平林「これがエイプリルフールならいいんですけど……」

「ははーん、魔王軍の側近だった訳ね」

「はい……」



 フーカンという名前の1メートル強の大きさのドラゴンは本龍の希望によって執政官邸の中でワフーさんとザベリさんによって縛られ、その上でまるで捨てられた子猫のように救いを求めている。


 あまりにも哀れすぎて、みんな乱れた衣服のまま震えている。



「それでどうして南から?」

「実は、その…………魔王様は……」

「魔王ってどの魔王?」

「あのミタガワエリカに殺された、魔王様です……」


 目から涙がこぼれ、鋭い歯を食いしばっている。

 本当に悲しい思いをしたってすぐわかる。


「それで、ミタガワエリカに殺された魔王の幹部は君ひとりとは思えないけど」

「そうです、あと三人……」

「話してくれるかな」

「………………」


 執政官様が水を向けたけど、フーカンは辛そうに首を横に振っている。

(仲間の事を思うと…………な……)

 そんなことを言えばそれこそ仲間を人間に売ったも同然だ。俺だってミタガワエリカに秘密をベラベラ話す気にはなれねえのと同じだ。

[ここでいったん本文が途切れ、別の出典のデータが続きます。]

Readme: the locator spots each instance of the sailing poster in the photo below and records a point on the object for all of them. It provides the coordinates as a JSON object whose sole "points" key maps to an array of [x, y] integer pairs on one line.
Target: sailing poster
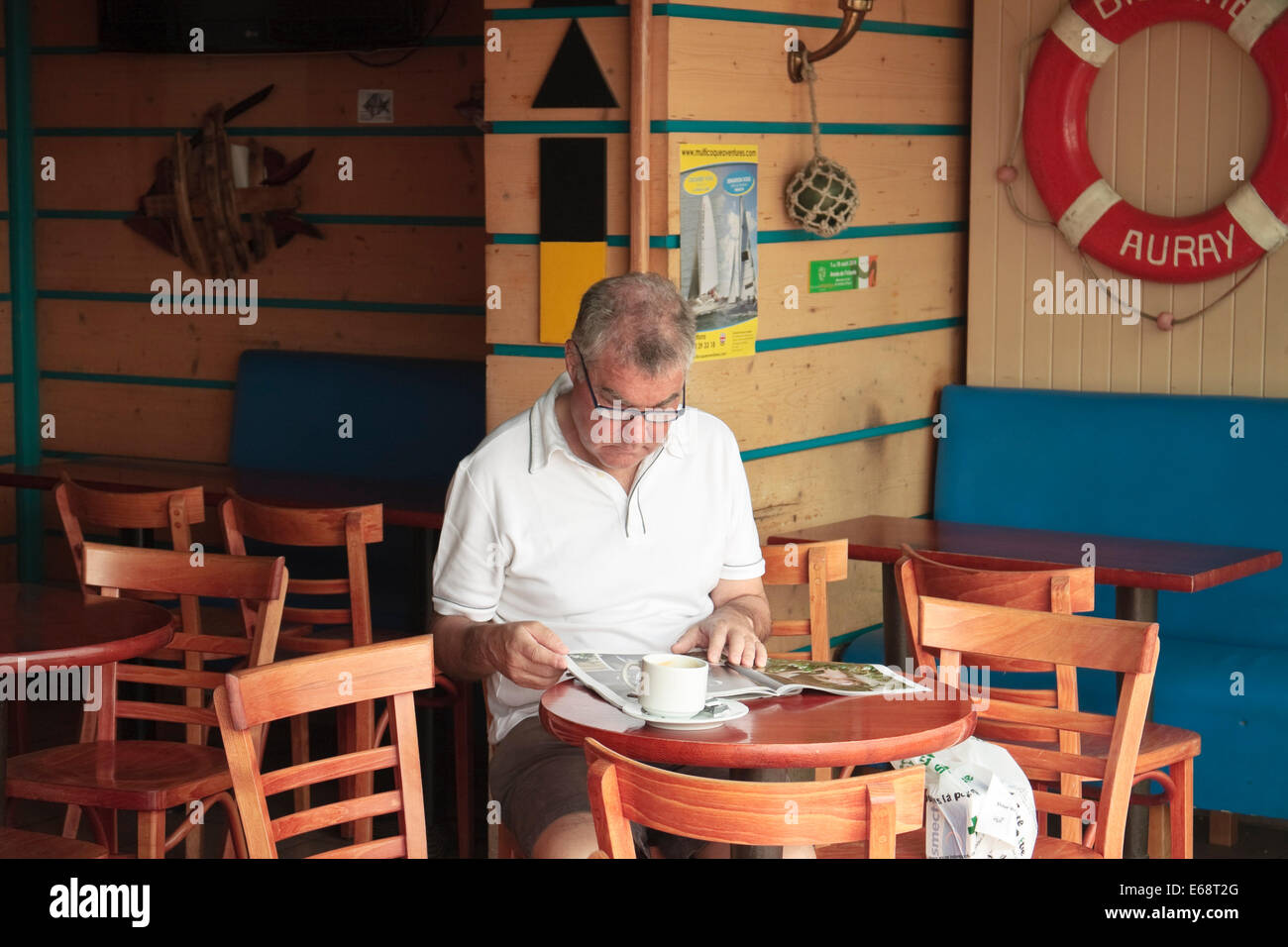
{"points": [[719, 262]]}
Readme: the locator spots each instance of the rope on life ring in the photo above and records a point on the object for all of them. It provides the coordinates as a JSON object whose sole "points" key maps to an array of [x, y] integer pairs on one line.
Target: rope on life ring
{"points": [[1091, 215]]}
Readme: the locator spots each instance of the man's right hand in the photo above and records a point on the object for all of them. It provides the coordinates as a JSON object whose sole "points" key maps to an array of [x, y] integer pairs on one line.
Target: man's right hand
{"points": [[527, 652]]}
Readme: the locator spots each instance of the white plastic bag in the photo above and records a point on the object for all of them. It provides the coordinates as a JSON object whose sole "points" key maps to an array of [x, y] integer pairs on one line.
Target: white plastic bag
{"points": [[979, 802]]}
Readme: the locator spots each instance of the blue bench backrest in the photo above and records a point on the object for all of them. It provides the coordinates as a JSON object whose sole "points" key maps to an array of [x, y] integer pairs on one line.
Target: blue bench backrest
{"points": [[1141, 466], [411, 418]]}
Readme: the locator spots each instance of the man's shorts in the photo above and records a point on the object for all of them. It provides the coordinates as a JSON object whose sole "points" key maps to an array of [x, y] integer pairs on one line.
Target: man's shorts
{"points": [[539, 779]]}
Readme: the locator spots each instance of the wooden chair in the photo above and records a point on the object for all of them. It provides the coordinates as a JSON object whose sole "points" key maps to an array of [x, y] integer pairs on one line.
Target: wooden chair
{"points": [[1063, 590], [151, 776], [17, 843], [252, 698], [1126, 647], [812, 565], [353, 528], [175, 512], [877, 808]]}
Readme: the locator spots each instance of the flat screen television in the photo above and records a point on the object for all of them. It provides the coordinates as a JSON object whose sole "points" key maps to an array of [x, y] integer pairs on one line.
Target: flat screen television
{"points": [[261, 26]]}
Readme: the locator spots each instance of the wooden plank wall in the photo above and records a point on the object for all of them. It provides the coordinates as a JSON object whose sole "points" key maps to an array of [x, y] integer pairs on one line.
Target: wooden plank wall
{"points": [[398, 272], [1166, 115], [832, 411]]}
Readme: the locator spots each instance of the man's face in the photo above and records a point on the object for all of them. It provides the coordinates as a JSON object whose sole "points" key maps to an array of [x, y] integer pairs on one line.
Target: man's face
{"points": [[618, 445]]}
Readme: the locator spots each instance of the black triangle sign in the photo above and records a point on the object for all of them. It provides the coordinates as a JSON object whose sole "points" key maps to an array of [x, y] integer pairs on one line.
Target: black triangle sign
{"points": [[575, 78]]}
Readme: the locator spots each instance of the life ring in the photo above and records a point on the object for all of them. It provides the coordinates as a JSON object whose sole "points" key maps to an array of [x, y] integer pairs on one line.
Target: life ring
{"points": [[1091, 215]]}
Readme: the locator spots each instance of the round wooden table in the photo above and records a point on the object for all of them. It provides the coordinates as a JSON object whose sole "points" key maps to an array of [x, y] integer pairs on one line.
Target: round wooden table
{"points": [[60, 628], [807, 729]]}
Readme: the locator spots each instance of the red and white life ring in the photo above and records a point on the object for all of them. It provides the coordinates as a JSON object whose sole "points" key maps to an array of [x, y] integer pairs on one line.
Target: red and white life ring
{"points": [[1087, 210]]}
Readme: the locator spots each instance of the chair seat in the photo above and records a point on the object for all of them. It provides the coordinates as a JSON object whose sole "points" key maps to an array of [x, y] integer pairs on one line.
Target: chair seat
{"points": [[1159, 746], [906, 845], [1050, 847], [137, 775], [16, 843]]}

「どうしたんだい。君は逃げられたけど、他のメンバーは殺されたとか」

「いえ、でも……」

「ミタガワエリカを有利にしたいの?」

「三人、とも……寝返り、ました…………」

「それで好物は何かな?」

「好き嫌いはありません……でもできればキノコが……」


 まさか三田川が魔物の幹部まで味方に付けるとは呆れる暇もなく、執政官様はフーカンの好きなメニューを聞き出してしまう。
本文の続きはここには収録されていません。